Consuelo
Sou a campeã das histórias fabulosas da minha família, na atual geração. O episódio vitorioso, "Trança e Coque", está aí ao lado, no arquivo, em julho de 2007. Isso, inclusive, é genético, não sei se histórias estranhas acontecem conosco ou se temos um jeito especial de contá-las e, aumentando-as com detalhes hilários e nem sempre verossimilhantes, admito, temos a fama de bons contadores de histórias. Um dos tios de meu pai assumia isso numa boa e costumava dizer:
– Quem manda a verdade ser sem graça?
Mas, no fundo, acho que temos um sentido especial para a atração de duas coisas: o “episódio metonímico”, que acontece com todo mundo e com que todos se identificam, e as pessoas meio loucas que vivem por aí e se aproximam dos incautos.
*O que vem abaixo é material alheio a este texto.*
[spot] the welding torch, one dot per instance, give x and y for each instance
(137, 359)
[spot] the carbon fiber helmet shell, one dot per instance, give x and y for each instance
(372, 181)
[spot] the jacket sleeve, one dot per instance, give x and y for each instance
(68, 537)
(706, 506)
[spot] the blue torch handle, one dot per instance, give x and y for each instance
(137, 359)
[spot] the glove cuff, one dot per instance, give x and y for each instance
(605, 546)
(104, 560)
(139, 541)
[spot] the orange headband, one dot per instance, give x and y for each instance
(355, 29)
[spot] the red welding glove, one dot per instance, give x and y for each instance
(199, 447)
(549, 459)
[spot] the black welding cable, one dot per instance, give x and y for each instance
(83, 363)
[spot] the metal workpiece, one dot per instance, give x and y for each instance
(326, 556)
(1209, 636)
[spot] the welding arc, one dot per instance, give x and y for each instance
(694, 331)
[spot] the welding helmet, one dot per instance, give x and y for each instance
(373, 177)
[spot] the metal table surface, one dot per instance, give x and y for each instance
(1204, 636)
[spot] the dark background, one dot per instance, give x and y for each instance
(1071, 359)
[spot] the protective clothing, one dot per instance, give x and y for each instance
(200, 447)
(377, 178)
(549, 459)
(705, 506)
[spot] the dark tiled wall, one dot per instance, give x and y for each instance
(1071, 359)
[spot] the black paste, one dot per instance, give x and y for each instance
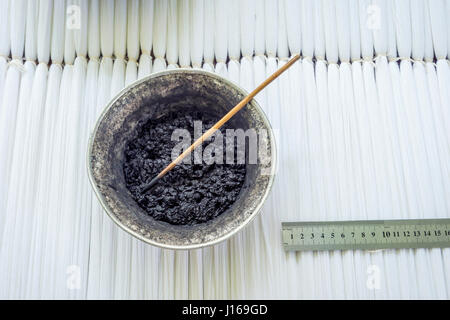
(189, 193)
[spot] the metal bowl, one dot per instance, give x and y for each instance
(148, 98)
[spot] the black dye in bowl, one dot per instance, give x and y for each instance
(195, 191)
(151, 99)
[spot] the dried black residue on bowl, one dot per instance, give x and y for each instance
(189, 193)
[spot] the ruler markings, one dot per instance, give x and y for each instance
(366, 235)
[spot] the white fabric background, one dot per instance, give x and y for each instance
(362, 124)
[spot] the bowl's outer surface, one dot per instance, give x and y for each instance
(147, 98)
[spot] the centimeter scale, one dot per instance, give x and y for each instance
(366, 235)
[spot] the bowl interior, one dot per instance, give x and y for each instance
(153, 97)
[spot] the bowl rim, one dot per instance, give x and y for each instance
(215, 241)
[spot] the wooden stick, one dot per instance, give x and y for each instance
(221, 122)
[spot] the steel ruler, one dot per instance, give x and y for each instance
(366, 234)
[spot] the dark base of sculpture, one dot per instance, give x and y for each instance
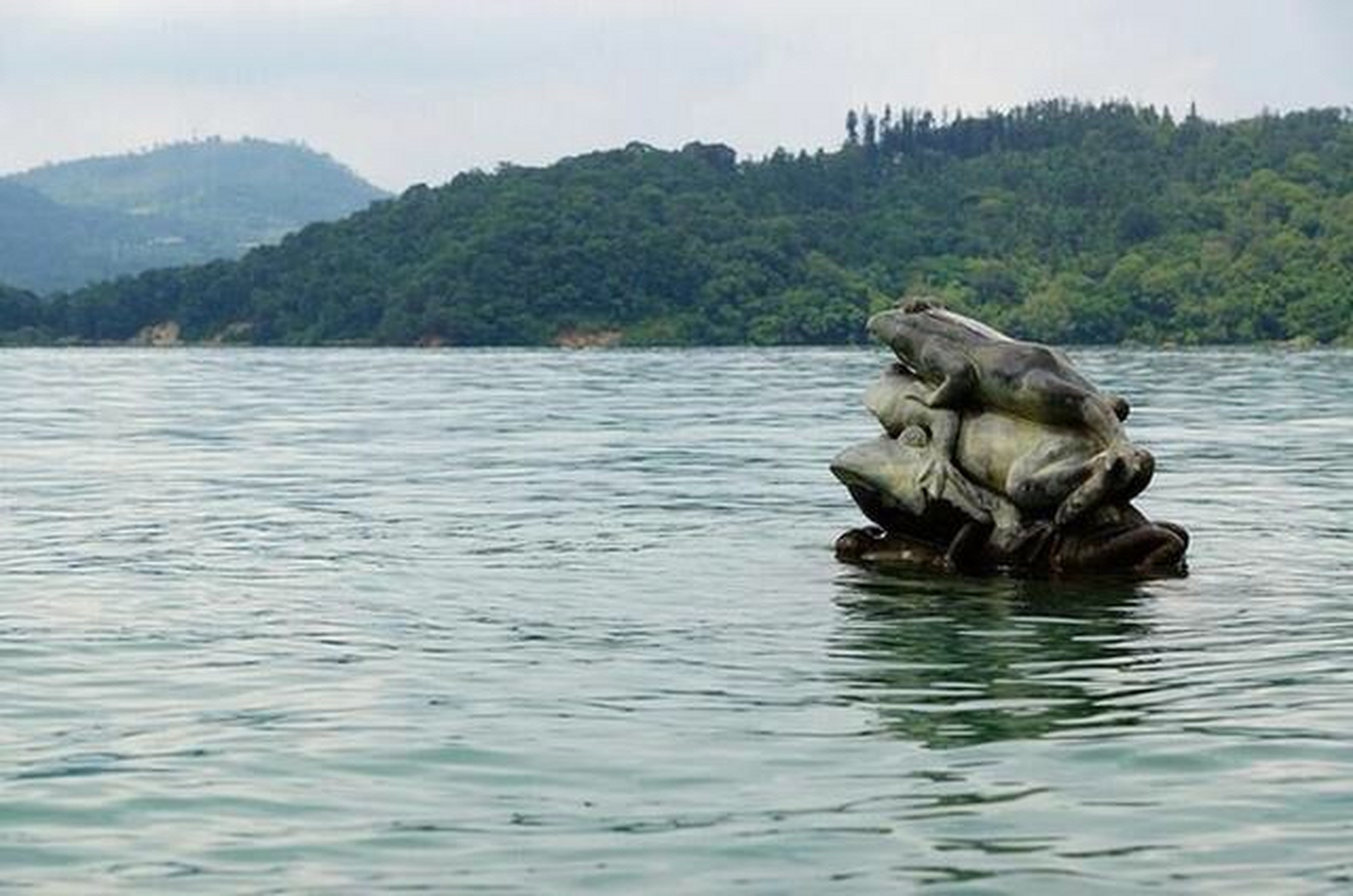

Quando contamos histórias dentro dessa equação, fazemos o maior sucesso. Um amigo disse outro dia que somos uma “família narrativa”. Adorei isso!
Pois bem: vocês sabem que sou duplamente sócia de minha irmã Débora – neste blog, no qual ela é a diretora do Departamento de Digitação e Marketing, cargo essencial e necessário à periodicidade e à organização geral, e num curso de português para o vestibular, em que ela é tudo, porque sou muito atrapalhada e, se não fosse ela, como ela mesma diz o tempo todo, “essa empresa não iria para frente”. Basta dizer que, no último feriadão da Semana Santa, minha tia Eugênia telefonou, perguntando se eu queria viajar com ela e eu, sem nem me lembrar da aula, disse-lhe que sim, que adoraria ir com ela. A felicidade foi que na quinta-feira, “en passant”, eu disse a Debe:
− Amanhã, vou viajar com tia Gena.
− Você está louca? E a nossa aula?
Tive que ligar e dizer que não podia viajar, e a pobre da Debe passou uma semana se queixando de que o curso fica nas costas dela, que a empresa assim não não vai para frente etc. etc. etc...
A coitada organiza tudo, faz todas as compras, fica toda nervosa e eu, meio zonza, só agradeço e dou minhas aulas.
Um dia lhe confessei que gostaria de ajudar mais nas complicações empresariais e familiares, e ela exclamou:
− E tua vida é refresco, mulher?
Na semana passada, aperreada para terminar logo de preparar minhas fichas para o dia seguinte, derrubei a caixa de grampos, que se espalharam pela sala inteira. Apanhei tudo bem direitinho, mas eles cresceram e se multiplicaram quando se partiram e não couberam na caixinha de volta, apesar de minhas tentativas. Quando cheguei em casa, telefonei logo para Debe:
− Debe, tenho um crime para confessar: derrubei a caixa de grampos, novinhos em folha, que você comprou e não consegui botar de volta... Você me perdoa?
− Se não fosse eu, o que seria dessa empresa, meu Deus, ela exclamou, rindo. E, no dia seguinte, quando cheguei ao curso, estava tudo arrumado e perfeito, como ela gosta.
Débora tem um senso de humor ácido, franco e muito engraçado e sai com cada tirada... Foi dela o diagnóstico de que minha casa é uma “mundiça sem remédio” (no arquivo ao lado, em abril de 2008, "Chá de rolha - 10"), descrição competente e irretocável, vale a pena frisar.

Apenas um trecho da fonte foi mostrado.